Зато мне всегда казалось знаменательным, когда и в результате чего ребенок впервые начинает опасаться смерти. Чаще всего я замечала это в том повороте, который ребенок, еще играющий «всемогуществом мыслей», совершает, обращаясь к желанию «убрать», разрушить, уничтожить препятствие. Он как будто впервые вводит самого себя в мир в качестве смертного, когда вообще допускает, впускает смерть. С этих пор к нему приходит жуткость смерти, и сознание даже не может представить себе ее с достаточной силой. С созреванием личности этот угрожающий мистический скелет отступает обратно в прочее, не просто нарастив больше мяса, – он растворяется в нем как выражение этой самой жизни; это может даже усиливаться соразмерно телесной слабости, как если бы там, где ее уже недостаточно для полной четкости сознания, она ориентировалась бы во мраке всеобщей родины в менее заглушенном свете (если оставшиеся неулаженными вытеснения, теснящиеся потому обратно в сознание, не напугают ее подобно блуждающим огням – как, например, благочестивую мать Дюрера, который жаловался, что эту добрую, благородную женщину на смертном одре терзали жуткие пугала).
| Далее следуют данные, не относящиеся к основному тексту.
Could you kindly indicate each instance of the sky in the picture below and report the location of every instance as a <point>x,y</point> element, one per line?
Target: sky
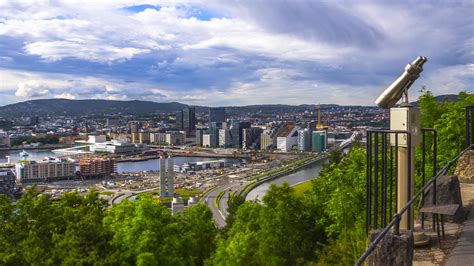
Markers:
<point>221,53</point>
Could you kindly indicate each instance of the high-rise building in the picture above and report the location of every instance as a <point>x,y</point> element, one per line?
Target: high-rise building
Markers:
<point>186,120</point>
<point>236,128</point>
<point>304,140</point>
<point>286,137</point>
<point>175,138</point>
<point>189,121</point>
<point>166,177</point>
<point>112,122</point>
<point>206,140</point>
<point>214,133</point>
<point>251,138</point>
<point>217,114</point>
<point>4,139</point>
<point>158,138</point>
<point>134,132</point>
<point>177,205</point>
<point>199,135</point>
<point>266,141</point>
<point>7,182</point>
<point>48,169</point>
<point>143,137</point>
<point>179,121</point>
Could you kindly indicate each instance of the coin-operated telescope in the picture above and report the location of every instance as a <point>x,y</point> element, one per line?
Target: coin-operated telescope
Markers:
<point>404,118</point>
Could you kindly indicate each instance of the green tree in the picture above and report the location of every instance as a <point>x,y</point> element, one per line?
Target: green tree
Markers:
<point>82,238</point>
<point>279,231</point>
<point>197,234</point>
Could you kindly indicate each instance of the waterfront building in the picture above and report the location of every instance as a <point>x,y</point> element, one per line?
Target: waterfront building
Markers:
<point>47,169</point>
<point>318,141</point>
<point>177,205</point>
<point>287,137</point>
<point>224,138</point>
<point>97,167</point>
<point>304,140</point>
<point>192,201</point>
<point>251,138</point>
<point>179,120</point>
<point>7,182</point>
<point>199,137</point>
<point>206,140</point>
<point>134,132</point>
<point>144,137</point>
<point>115,147</point>
<point>214,133</point>
<point>112,122</point>
<point>4,140</point>
<point>96,138</point>
<point>166,176</point>
<point>186,121</point>
<point>189,121</point>
<point>236,129</point>
<point>217,114</point>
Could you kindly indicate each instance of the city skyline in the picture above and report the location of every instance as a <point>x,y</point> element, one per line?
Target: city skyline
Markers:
<point>234,53</point>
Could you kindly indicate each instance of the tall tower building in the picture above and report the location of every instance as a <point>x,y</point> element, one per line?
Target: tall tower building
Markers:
<point>217,114</point>
<point>166,177</point>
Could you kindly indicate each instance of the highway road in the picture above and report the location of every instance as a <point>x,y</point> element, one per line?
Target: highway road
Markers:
<point>125,194</point>
<point>220,213</point>
<point>208,199</point>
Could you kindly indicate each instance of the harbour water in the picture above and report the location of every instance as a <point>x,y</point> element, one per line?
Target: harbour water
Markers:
<point>304,174</point>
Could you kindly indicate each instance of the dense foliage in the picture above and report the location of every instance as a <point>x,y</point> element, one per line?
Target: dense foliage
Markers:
<point>448,118</point>
<point>324,226</point>
<point>286,229</point>
<point>47,139</point>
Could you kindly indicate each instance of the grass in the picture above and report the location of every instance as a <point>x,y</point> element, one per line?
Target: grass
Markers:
<point>301,188</point>
<point>184,193</point>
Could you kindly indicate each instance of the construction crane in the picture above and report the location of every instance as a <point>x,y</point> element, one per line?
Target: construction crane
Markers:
<point>320,126</point>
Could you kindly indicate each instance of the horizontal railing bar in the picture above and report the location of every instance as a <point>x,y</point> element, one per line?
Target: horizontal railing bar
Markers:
<point>387,131</point>
<point>397,216</point>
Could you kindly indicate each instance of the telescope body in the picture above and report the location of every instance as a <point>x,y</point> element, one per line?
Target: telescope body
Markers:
<point>395,91</point>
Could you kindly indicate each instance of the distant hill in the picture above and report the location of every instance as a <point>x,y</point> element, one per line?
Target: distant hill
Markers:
<point>79,107</point>
<point>45,107</point>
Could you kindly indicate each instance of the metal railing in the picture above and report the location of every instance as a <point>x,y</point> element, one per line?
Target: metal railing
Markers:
<point>382,173</point>
<point>395,222</point>
<point>469,125</point>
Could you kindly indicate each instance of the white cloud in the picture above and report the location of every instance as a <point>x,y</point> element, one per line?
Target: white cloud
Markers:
<point>32,88</point>
<point>246,56</point>
<point>191,98</point>
<point>65,96</point>
<point>58,50</point>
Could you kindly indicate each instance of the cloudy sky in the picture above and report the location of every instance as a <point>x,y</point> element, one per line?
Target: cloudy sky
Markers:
<point>231,52</point>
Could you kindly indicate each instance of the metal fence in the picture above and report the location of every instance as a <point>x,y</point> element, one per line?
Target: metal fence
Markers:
<point>382,174</point>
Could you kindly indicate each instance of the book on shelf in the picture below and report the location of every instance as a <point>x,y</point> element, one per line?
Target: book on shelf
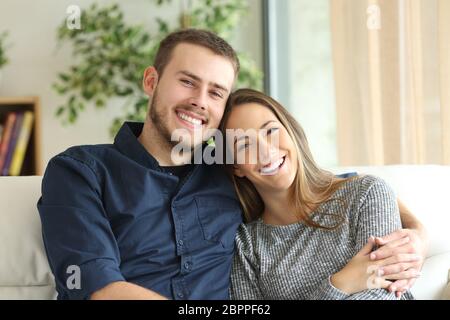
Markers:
<point>18,127</point>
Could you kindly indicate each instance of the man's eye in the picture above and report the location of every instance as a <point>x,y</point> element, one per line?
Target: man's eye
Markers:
<point>216,94</point>
<point>272,130</point>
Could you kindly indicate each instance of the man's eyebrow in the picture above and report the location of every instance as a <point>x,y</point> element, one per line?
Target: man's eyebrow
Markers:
<point>197,78</point>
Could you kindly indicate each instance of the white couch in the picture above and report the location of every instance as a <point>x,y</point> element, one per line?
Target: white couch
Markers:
<point>25,274</point>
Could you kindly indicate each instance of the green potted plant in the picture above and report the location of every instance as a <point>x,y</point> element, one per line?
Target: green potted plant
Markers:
<point>3,58</point>
<point>111,55</point>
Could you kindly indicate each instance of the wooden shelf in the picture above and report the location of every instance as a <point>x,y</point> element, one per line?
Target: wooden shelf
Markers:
<point>32,164</point>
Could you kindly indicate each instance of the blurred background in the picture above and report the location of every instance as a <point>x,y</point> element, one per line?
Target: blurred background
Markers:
<point>368,80</point>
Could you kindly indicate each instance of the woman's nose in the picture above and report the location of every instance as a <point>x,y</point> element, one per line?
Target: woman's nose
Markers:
<point>267,151</point>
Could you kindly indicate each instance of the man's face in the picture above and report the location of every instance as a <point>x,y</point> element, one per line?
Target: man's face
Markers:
<point>191,93</point>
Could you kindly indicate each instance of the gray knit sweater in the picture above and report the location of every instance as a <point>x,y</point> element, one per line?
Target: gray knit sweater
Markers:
<point>296,261</point>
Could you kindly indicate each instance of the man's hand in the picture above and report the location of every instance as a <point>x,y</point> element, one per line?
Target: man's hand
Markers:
<point>403,252</point>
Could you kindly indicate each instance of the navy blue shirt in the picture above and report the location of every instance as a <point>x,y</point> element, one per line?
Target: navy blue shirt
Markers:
<point>112,211</point>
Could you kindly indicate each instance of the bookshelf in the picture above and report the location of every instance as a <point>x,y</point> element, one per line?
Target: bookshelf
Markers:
<point>32,160</point>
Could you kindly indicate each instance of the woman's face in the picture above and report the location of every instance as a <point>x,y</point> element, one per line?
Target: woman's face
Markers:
<point>273,164</point>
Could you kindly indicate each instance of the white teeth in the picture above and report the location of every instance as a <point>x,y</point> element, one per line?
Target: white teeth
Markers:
<point>272,168</point>
<point>187,118</point>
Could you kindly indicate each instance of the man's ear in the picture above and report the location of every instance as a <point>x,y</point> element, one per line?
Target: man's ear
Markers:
<point>238,172</point>
<point>150,80</point>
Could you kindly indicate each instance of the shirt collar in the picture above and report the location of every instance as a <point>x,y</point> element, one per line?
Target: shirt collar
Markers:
<point>127,142</point>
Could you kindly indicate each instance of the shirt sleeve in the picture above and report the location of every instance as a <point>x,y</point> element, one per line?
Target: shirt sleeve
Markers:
<point>244,279</point>
<point>377,215</point>
<point>76,232</point>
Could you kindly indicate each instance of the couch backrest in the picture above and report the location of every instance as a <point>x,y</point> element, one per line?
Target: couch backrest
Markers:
<point>24,269</point>
<point>25,273</point>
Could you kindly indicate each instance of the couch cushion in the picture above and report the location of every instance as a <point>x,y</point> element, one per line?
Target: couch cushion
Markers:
<point>24,269</point>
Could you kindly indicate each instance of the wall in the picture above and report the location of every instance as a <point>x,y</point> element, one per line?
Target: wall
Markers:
<point>36,59</point>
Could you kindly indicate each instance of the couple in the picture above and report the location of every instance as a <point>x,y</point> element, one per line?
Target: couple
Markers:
<point>138,225</point>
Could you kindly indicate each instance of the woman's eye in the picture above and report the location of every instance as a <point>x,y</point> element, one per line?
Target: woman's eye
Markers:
<point>189,83</point>
<point>216,94</point>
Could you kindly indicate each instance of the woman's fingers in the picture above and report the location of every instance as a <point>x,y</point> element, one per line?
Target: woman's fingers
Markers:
<point>374,282</point>
<point>399,258</point>
<point>367,247</point>
<point>402,285</point>
<point>395,268</point>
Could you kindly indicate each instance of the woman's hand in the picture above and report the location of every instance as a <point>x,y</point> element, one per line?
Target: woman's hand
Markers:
<point>360,273</point>
<point>363,273</point>
<point>404,252</point>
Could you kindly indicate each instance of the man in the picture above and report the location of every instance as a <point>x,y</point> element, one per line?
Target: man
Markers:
<point>139,225</point>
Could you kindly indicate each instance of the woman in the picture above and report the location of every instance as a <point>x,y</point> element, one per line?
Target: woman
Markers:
<point>308,233</point>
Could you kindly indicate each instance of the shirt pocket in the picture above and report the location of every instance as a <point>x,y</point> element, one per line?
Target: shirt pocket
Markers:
<point>219,218</point>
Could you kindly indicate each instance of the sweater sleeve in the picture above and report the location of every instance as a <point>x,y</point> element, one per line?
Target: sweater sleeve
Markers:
<point>244,272</point>
<point>377,215</point>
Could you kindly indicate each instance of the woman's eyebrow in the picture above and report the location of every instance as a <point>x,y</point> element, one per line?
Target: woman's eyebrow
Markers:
<point>266,123</point>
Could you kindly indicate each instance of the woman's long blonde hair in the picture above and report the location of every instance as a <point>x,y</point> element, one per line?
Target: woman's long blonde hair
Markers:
<point>312,185</point>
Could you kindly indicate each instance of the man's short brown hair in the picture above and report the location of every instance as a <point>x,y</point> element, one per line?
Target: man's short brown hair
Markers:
<point>198,37</point>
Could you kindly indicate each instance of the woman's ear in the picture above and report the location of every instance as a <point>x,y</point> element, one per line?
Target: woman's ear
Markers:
<point>238,172</point>
<point>150,80</point>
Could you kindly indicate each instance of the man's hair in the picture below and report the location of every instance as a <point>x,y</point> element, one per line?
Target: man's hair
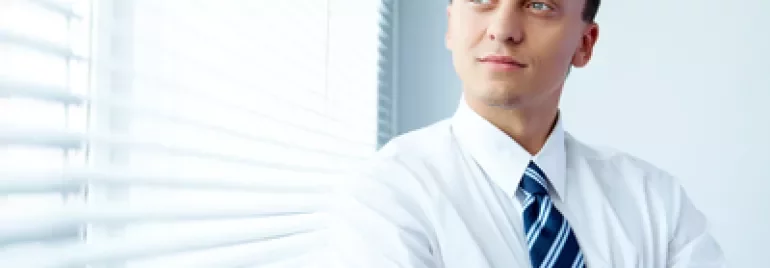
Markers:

В зависимости от того, к какому резонансу переживания мы более склонны душевно, эхо от него звучит как «смерть» или как «жизнь»; в зависимости от этого мы используем слова, названия, преимущественно в негативном смысле понятийного внешнего рассмотрения или внутреннего события. (Лишь потому могло произойти так, что разработанные Вами влечения к смерти и к жизни почти одновременно получили обратное именование у двух столь одинаково мыслящих людей, как Ш. Ференци и А. Штэрке, у которых жизнь должна была функционировать как смерть, а смерть – как жизнь: при этом отпускающий Я, гасящий сознание момент эроса служил смертельной тенденции, а направленное на Я, алчное до власти обособление отдельных людей друг от друга служило утверждению жизни.) Дело в том, что придумывание названий, которые, сверх заданного состояния, должны указывать нам на его совокупное значение, остается ни к чему не обязывающим; мы, даже будучи антифилософами, все равно рождены для философии, – т. е. для необходимости приводить рассмотренное понятийно и пережитое внутри к образному уравниванию, загоняющему мышление и чувствование друг в друга. Я вспоминаю наши вечерние беседы зимой 1912 года (верно переданные маленькой книжицей в красном кожаном переплете), в которых Вы и я – так задолго до Ваших сегодняшних формулировок – рассуждали на одну и ту же тему; в которых мы соглашались друг с другом, что и при одинаковой понятийной установке вещи (в не меньшей степени, чем, например, в искусстве) остаются vu a travers un temperament. Но уже тогда противники и полупротивники упрекали психоанализ в том, что он выступает как бы «адвокатом смерти», создает своего рода невротическую ситуацию, которую, по его утверждению, он как раз должен излечивать, – в частности, не соответствуя верящим, надеющимся предпосылкам, которые только и делают жизнь жизнью. Теперь это недопонимание наконец прояснилось. Зато на смену ему пришло другое (на основании Ваших более поздних сочинений, – хотя Вы отстаиваете в них все то же, что и раньше), а именно, смутная перспектива культуризации человеком влечений, при которой он должен умертвить себя, как бы при живой плоти, чтобы зажечь свет над хаосом влечений и научиться следовать «примату интеллекта». В частности, громкое «Браво!» раздалось из уст всех тех, кто прежде сердился на Вас за Ваши разоблачения влечений: человек оказался, по определению, «животным, приведенным к аскезе», и все «высшее в человеке» тем самым оказалось Вами признанным и спасенным.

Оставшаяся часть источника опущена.